Yue Minjun

Yue Minjun is a leading figure in Chinese contemporary art pushing the limits of satire with his hysterical portraits laden with stark social commentary.

Yue is famous for his portraits of cackling figures that reference archetypes of the laughing Buddha and the devil. Having sold upwards of 3.7 million USD, Yue is one of China’s most expensive living artists. Although Yue is predominantly a painter, he also works across sculpture and printmaking.

  • Work in collections inc. the Denver Art Museum, the Shenzhen Art Museum, and the San Francisco Museum of Modern Art.
  • Solo show, The Road at Pace Gallery, Beijing, 2011
  • Solo show, Yue Minjun and the Symbolic Smile at Queens Museum of Art, New York, 2007
  • Group show, Year of China at the Museum of Contemporary Art Marseille, Marseille, 2003 - 2004

In his work, garish pink figures wear symbolic costumes and often appear in large groups like an army or a crowd of protestors. With his pop and surrealist-inspired aesthetic, as well as traditional motifs lifted from across Chinese and European iconography, Yue reinterprets traditional and modernist painting into his own form of contemporary satire.

“I’m actually trying to make sense of the world, there’s nothing cynical or absurd in what I do”

While the compositions have an absurd feel, Yue rejects this notion, saying that his work is not absurd, but instead portrays how he sees reality. Through his comical yet unsettling style, Yue explores the threats and freedoms of modernity, collective identity, individualism, communism, and capitalism.


Johannes Vermeer, The Milkmaid, c. 1660
Yue Minjun, The Milkmaid, 2002.

In the series, Landscapes with No One, Yue recreates classic European paintings in a completely different style to his trademark laughing figures. The Milkmaid (2002) is an almost perfect copy of the Dutch 17th century painting of the same name by Johannes Vermeer. However, the milkmaid herself, who, in the original painting, is a symbol of modesty, domesticity and erotism, has been taken out of the composition. Instead, baskets of bread sit untouched on a green tablecloth at the bottom left of the frame, and warm sunlight falls onto the scene from a window just above. As the figure is so essential to Yue’s oeuvre, the absence of the figure in this work, and the series as a whole, is unusual. As a result, Yue subverts the canonical history of art, questioning the societal foundations on which this history was built. 
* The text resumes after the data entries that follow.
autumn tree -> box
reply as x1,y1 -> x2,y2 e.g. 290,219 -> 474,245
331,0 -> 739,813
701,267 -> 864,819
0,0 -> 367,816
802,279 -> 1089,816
Yue Minjun, Execution, 1995.

Many critics have labeled Yue as one of the leading figures of Cynical Realism: a movement of artists known for their cynical socio-political satire of contemporary China. While Yue personally refutes the label, it highlights the relationship between the personal and political in his work.

Yue Minjun, Armed Forces, 2009.
Yue Minjun, The Sun, 2000.

Growing up during the Cultural Revolution (1966-1976), and living through the  aftermath of the 1989 Tiananmen Square massacre, had a profound effect on Yue. As a result, the artist uses his practice as a personal space to reflect on these difficult histories, along with the powerlessness that is often felt in the face of them.

Yue Minjun, Fighting, 2009

Yue’s artwork is a bitter sweet reminder of the role of art within society to challenge normative modes of discipline and control. Restlessly questioning the world via his paintings, Yue makes an important mark on contemporary art history, and reinstates the importance of art in our ever-changing world.